Bursaries and Grants
Receiving grants and/or bursaries also affects your income tax. The scholarship exemption lets you exclude the first $500 of total scholarships, fellowships, bursaries and prizes that have been included in computing your income in a given tax year.
Awards for the production of a literary, dramatic, musical or artistic work
3.98 Paragraph 56(3)(b) permits a taxpayer to exclude from income an amount relating to a scholarship, fellowship, bursary or prize that is to be used by the taxpayer in the production of a literary, dramatic, musical or artistic work (this is commonly referred to as the art production grant exemption). In order for the art production grant exemption to apply, the amount of the grant must be used in computing the taxpayer’s income under subparagraph 56(1)(n)(i).

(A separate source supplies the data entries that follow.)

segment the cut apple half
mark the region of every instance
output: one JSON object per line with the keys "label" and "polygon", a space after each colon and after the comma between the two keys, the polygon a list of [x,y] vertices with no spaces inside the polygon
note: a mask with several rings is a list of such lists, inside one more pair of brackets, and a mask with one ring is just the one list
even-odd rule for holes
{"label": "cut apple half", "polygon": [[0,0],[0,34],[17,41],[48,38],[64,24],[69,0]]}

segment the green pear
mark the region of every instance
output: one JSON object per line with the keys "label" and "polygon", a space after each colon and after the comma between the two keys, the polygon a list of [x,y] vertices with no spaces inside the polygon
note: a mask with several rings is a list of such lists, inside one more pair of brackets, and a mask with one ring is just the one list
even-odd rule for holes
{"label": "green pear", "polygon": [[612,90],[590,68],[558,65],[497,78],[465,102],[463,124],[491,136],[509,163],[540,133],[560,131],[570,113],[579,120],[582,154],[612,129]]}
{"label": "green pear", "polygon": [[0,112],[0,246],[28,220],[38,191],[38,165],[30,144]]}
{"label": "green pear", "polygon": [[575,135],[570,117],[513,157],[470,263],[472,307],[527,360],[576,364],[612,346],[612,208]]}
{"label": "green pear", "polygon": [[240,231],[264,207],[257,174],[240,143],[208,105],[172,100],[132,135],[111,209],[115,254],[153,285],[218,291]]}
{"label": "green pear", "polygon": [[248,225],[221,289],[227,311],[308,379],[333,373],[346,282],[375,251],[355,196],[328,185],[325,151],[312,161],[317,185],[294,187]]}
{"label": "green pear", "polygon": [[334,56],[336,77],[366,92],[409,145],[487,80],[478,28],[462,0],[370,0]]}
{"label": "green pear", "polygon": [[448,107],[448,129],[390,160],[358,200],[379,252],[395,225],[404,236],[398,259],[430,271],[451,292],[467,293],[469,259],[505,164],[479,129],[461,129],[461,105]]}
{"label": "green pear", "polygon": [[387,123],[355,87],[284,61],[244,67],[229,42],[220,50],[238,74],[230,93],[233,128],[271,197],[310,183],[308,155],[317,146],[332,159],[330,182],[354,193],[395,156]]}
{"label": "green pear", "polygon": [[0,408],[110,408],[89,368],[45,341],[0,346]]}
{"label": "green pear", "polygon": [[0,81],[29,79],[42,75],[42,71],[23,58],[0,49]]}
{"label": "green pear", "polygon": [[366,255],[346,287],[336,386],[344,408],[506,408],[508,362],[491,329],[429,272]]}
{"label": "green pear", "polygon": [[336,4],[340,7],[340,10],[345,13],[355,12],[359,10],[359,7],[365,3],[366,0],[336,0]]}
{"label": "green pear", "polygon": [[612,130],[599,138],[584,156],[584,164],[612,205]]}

3.99 The art production grant exemption is calculated as the total amount of reasonable expenses (see ¶3.100) incurred in the year to fulfill the conditions of receiving each art production grant, up to, but not exceeding, the total amount of each grant that is used in computing the taxpayer’s income under subparagraph 56(1)(n)(i). As discussed in ¶3.77 in relation to research expenses, expenses incurred in the immediately preceding or the immediately following year may also qualify.
3.100 The amount of reasonable expenses cannot include:
- personal or living expenses of the taxpayer (other than expenses of travel, meals and lodging incurred by the taxpayer in the course of fulfilling the conditions of each art production grant and while absent from the taxpayer’s usual place of residence for the period to which the art production grant relates);
- expenses for which the taxpayer is entitled to be reimbursed;
- expenses that are otherwise deductible in computing the taxpayer’s income; or
- travelling expenses relating to his or her spouse, common–law partner, children or other third parties.
Employment and Expenses
Expenses can be an important factor in determining an artist’s tax obligations. You may be able deduct the costs of creating a work of art in the year the costs are incurred, rather than in a later year when the art is sold. Doing so may allow for an immediate benefit on your current tax year by reducing income tax.
You can deduct expenses you paid in 2016 to earn employment income from an artistic activity if you did any of the following:
- composed a dramatic, musical, or literary work;
- performed as an actor, dancer, singer, or musician in a dramatic or musical work;
- performed an artistic activity as a member of a professional artists’ association that the Minister of Canadian Heritage has certified; or
- created a painting, print, etching, drawing, sculpture, or similar work of art. For income tax purposes, it is not an artistic activity when you reproduce these items.